You can replace before failure. This is a low risk option, but it is very expensive. The strength of the Predictive Asset Management system is that it works for all levels of equipment from large to small assets.  You can replace after failure. This, too, is a suboptimal choice. Emergency replacement can cost as much as five times normal purchase cycle cost, not to mention the potential environmental damage. "We have transformers in a World Heritage site," Gregory said, "and chucking 15,000 liters of transformer oil down the ridge just isn't right." Plant condition monitoring: "You must understand the condition of your asset," Gregory asserted, "or you're just a victim waiting for an accident to happen." But if you do understand conditions, you can make informed decisions about maintenance and repair.  The problem with our first condition monitoring system was that we were flooded with data. "The problem with data is that you have to finally get people to look at it.

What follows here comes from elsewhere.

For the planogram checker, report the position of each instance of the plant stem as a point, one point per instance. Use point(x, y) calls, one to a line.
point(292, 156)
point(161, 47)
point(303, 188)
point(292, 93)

We just didn't think it was good enough to get someone somewhere to spend time looking at the data."  We thought we needed a Plant Asset Management System. Gregory noted, "What is different about a PAMS is that it is designed to do something with the data from the condition monitors, not just collect the data." We believed that we needed a predictive PAMS, and we found in 2003 that there was absolutely no such system on the market. We specified what we wanted, and found that Matrikon was successful in obtaining the project. "There was actually daylight between Matrikon and the next best company. And Matrikon was the only one of the six companies on the short list I'd never heard of." 

We had 10 years of CMMS data from Maximo, 3 years of PI data, and lots of process data. What we didn't have was the bit that pulled it all together. That's the PAMS.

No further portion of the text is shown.